Why do the Mets have to play a retired player that’s 57-yeards old and hasn’t played baseball since 2001 and hasn’t played for the Mets since 1999?
That’s an interesting story that includes good negotiating and bad luck.
Retired Bonilla, is often paid more than some young stars in the league, and with the COVID-19 shortened season (and prorated pay) he will rival some household names in terms of overall compensation.
In 2000, the Mets agreed to buy out the remaining $5.9 million on Bonilla’s contract.
Instead of doing a lump sum buyout, a deferment was reached with the Mets making annual payments of $1.2 million for 25 years starting July 1, 2011, at an 8% interest.
Why would the Mets agree to this? Well, at the time, Fred Wilpon, the Mets majority owner, had large portions of his holdings invested in a Bernie Madoff managed fund.
$5.9 Million dollars at Madoff’s return level meant a significant profit until it didn’t.

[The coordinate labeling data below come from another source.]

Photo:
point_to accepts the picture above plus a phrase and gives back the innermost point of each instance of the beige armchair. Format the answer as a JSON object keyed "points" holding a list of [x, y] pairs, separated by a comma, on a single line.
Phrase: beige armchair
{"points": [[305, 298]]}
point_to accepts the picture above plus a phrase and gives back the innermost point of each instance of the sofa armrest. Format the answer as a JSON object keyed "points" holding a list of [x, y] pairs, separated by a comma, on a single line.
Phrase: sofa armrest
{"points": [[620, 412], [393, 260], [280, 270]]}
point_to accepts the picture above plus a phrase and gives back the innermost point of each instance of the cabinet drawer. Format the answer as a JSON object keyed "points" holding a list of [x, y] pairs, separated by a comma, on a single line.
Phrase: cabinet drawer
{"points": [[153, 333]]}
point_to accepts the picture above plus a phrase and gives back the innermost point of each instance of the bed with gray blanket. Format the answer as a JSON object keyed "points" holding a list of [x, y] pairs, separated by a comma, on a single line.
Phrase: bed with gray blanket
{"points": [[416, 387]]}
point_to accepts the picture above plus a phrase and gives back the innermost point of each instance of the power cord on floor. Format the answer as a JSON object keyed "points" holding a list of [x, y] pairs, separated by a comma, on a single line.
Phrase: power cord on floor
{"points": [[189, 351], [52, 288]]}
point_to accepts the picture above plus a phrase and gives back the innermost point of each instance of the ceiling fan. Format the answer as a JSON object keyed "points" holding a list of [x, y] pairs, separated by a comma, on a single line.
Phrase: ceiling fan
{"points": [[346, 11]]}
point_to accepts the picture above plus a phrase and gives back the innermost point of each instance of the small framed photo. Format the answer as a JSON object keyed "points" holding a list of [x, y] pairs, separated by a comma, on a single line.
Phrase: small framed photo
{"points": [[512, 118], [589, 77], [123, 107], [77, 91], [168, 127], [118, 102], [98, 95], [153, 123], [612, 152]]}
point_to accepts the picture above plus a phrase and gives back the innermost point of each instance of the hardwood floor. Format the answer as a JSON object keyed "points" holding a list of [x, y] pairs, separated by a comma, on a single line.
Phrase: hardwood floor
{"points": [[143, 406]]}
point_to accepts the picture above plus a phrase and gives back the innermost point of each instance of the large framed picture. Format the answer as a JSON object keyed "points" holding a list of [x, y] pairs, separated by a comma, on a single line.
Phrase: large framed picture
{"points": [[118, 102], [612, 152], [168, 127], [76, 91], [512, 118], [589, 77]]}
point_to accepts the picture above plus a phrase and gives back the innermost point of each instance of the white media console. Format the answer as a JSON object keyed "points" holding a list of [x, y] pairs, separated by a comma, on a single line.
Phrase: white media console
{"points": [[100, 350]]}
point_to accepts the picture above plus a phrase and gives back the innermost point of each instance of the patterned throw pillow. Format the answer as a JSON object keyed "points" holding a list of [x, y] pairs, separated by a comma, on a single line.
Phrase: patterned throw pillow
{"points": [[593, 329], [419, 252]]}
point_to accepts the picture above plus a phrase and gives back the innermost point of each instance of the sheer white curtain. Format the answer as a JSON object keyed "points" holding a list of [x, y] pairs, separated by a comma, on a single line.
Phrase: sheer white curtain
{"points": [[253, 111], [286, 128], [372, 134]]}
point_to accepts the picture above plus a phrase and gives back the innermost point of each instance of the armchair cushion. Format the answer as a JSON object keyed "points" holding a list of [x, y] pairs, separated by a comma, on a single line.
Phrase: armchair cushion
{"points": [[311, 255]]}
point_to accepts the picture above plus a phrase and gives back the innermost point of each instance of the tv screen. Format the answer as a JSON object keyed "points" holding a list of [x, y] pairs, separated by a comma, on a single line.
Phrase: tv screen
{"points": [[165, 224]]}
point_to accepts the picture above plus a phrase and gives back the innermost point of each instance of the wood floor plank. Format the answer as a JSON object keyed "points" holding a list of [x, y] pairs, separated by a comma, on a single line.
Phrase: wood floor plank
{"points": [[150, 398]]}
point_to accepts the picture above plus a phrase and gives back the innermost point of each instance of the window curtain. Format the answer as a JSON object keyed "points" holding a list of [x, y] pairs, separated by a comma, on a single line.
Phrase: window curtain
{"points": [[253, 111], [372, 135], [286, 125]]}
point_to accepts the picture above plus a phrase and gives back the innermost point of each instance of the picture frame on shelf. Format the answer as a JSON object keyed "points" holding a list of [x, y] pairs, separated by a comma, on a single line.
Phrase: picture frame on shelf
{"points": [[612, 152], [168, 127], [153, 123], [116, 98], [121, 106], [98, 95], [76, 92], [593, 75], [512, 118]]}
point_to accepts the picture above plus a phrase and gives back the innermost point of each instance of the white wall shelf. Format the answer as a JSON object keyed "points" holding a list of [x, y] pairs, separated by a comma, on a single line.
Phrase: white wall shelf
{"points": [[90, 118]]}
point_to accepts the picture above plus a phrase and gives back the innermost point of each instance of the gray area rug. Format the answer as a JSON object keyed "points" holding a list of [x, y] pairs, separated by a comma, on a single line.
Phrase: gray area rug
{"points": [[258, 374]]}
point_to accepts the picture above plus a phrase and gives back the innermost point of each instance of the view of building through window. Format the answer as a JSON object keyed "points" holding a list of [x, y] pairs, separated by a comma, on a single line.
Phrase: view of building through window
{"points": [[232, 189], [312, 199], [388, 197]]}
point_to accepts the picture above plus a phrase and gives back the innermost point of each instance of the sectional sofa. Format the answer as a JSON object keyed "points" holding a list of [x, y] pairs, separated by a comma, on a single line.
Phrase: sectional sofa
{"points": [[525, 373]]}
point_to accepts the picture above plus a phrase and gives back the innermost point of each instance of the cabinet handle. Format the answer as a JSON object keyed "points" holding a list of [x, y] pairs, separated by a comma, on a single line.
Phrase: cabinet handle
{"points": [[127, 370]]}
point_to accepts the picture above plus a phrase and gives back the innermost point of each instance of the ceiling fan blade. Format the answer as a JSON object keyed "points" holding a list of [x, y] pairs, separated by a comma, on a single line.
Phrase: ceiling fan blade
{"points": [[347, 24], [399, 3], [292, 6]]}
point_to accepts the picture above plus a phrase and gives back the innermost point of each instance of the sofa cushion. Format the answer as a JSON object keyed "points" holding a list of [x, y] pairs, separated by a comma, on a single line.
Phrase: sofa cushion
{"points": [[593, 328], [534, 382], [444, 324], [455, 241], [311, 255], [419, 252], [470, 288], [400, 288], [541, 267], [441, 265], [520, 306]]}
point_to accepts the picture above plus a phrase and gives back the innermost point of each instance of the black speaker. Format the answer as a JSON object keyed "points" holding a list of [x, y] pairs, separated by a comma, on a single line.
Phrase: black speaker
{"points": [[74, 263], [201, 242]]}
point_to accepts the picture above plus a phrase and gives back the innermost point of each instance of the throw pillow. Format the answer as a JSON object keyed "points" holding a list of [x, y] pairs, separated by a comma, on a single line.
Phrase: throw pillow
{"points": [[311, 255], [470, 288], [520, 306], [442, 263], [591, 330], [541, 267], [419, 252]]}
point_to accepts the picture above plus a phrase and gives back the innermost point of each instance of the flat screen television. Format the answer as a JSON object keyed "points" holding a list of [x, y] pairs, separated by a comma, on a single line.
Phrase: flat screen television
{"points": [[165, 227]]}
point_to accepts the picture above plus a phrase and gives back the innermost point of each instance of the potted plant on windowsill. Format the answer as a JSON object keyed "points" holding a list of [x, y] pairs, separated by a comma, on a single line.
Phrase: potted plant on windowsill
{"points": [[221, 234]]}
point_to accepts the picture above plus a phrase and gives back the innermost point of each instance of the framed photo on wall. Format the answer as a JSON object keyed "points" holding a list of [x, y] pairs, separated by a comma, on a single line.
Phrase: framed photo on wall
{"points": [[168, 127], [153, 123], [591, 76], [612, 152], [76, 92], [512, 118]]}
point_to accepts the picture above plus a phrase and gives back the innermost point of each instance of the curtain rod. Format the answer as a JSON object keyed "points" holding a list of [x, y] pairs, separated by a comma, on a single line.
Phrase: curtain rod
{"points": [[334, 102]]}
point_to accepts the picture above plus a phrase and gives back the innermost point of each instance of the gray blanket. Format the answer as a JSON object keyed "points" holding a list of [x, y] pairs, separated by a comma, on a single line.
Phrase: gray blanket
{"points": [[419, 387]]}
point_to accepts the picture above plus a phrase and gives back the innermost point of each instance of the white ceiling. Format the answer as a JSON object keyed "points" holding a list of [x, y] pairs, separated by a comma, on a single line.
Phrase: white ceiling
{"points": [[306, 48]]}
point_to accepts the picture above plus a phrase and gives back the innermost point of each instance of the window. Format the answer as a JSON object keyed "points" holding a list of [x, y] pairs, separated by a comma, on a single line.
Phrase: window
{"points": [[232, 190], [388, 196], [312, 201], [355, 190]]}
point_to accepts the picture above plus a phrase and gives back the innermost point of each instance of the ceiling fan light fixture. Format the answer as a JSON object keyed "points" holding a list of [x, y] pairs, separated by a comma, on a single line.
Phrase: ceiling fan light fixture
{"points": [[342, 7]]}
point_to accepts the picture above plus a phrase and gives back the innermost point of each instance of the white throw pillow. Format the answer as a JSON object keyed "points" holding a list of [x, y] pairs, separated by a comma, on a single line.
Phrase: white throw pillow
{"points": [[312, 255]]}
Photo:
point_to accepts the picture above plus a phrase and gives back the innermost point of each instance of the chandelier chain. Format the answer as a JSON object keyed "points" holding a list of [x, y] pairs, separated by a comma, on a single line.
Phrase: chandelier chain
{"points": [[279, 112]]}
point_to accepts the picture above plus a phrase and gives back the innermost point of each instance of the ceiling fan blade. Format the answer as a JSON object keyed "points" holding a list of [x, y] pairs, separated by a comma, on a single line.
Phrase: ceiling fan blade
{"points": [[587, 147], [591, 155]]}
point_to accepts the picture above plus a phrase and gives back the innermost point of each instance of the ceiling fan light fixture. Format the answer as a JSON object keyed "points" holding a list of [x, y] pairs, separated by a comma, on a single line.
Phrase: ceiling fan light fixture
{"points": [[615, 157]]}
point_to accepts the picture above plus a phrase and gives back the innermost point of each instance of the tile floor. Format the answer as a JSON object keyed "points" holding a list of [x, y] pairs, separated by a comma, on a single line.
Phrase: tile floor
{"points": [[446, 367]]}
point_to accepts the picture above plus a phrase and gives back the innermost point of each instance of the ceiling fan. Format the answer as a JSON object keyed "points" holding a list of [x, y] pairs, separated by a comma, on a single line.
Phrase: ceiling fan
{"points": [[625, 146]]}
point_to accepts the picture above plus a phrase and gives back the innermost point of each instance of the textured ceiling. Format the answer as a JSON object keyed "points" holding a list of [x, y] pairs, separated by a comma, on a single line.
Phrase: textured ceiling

As we now know, Mr. Madoff operated the largest Ponzi scheme in world history and the largest financial fraud in U.S. history.
Prosecutors estimated the fraud to be worth $64.8 billion based on the amounts in the accounts of Madoff’s 4,800 clients as of November 30, 2008.
This made Bobby Bonilla buy-out a poor business decision, on the Mets and the Wilpon family are reminded of every July 1st.